Les gardes profitent du moment de confusion qui s'est opéré dans la foule. Ils s'élancent vers la porte. Charny rentre le dernier. La porte se referme sur lui, les deux larges verrous glissent dans leurs gâches.
Mille coups frappent à la fois cette porte ; mais on entasse derrière elle banquettes, tables, tabourets. Elle tiendra bien dix minutes.
Dix minutes ! Pendant ces dix minutes quelque renfort arrivera.
Voyons, que se passe-t-il chez la reine ?
Le second groupe s'est élancé vers les petits appartements ; mais là l'escalier est étroit, et à peine deux personnes peuvent-elles passer de front dans le corridor.
C'est là que veille Georges de Charny.
Au troisième : « Qui vive ? » resté sans réponse, il a fait feu.
Au bruit du coup, la porte de la reine s'ouvre.
Andrée passe sa tête pâle, mais calme.
- Qu'y a-t-il ? demande-t-elle.
- Madame, s'écrie Georges, sauvez Sa Majesté, c'est à sa vie qu'on en veut. Je suis seul ici contre mille. Mais n'importe, je tiendrai le plus longtemps possible, hâtez-vous ! hâtez-vous !

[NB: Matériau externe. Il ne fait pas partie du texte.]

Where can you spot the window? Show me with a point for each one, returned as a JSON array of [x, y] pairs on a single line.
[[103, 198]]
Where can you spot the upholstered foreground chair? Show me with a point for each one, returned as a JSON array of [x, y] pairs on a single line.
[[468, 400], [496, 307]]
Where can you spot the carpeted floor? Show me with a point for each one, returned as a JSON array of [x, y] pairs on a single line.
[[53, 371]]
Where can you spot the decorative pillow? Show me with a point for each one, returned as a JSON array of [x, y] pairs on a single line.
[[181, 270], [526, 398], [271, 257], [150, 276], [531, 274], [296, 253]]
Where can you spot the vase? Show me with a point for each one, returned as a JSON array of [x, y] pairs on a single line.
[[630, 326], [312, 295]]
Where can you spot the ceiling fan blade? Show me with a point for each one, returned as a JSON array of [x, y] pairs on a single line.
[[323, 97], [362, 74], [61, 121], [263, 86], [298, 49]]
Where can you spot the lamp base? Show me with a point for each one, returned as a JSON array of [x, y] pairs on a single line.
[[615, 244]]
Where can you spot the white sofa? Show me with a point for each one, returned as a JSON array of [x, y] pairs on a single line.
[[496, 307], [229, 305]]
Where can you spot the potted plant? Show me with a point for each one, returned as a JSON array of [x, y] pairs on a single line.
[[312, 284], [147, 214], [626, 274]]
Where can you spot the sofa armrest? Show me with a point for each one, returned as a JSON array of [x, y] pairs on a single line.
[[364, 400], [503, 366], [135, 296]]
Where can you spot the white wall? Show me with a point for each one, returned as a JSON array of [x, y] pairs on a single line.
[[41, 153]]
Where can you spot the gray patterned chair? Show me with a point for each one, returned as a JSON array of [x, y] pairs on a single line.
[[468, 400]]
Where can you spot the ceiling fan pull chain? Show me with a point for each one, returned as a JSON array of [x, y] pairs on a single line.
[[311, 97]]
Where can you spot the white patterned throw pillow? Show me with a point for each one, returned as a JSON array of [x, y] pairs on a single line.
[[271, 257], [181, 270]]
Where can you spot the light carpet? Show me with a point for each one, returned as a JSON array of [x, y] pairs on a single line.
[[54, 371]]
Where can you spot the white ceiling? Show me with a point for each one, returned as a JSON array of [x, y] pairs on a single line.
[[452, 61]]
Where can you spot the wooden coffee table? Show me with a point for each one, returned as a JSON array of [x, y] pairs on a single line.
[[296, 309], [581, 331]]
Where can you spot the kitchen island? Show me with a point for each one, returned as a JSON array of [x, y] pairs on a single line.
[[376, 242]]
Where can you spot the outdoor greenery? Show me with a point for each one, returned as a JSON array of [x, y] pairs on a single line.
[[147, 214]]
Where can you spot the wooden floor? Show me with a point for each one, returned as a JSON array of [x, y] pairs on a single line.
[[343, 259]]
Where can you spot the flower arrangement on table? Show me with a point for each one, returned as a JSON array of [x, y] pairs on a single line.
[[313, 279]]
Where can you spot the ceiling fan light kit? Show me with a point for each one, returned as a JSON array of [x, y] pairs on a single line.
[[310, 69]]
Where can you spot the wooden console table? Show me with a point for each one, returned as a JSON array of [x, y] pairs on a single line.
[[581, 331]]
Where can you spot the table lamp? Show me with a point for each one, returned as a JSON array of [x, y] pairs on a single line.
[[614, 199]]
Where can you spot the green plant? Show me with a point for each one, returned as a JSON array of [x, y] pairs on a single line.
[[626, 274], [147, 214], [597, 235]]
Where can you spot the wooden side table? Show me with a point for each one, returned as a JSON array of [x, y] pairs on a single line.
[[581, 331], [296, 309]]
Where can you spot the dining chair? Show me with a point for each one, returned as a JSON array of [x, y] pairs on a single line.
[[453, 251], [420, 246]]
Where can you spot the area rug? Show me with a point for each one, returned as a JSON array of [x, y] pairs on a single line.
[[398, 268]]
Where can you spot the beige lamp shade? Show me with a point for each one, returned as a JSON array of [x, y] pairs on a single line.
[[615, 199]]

Puis, comme les assaillants se précipitent sur lui, il tire la porte en criant :
- Fermez le verrou, fermez ! Je vivrai assez longtemps pour donner à la reine le temps de se lever et de fuir.
Et, en se retournant, il perce de sa baïonnette les deux premiers qu'il rencontre dans le corridor.
La reine a tout entendu, et quand Andrée entre dans sa chambre, elle la trouve debout.
Deux de ses femmes, madame Hogué et madame Thibault l'habillent à la hâte.
Puis, à moitié vêtue, les deux femmes la poussent chez le roi par un corridor dérobé, tandis que toujours calme, et comme indifférente à son propre danger, Andrée ferme l'une après l'autre au verrou chaque porte qu'elle franchit en marchant sur les pas de Marie-Antoinette.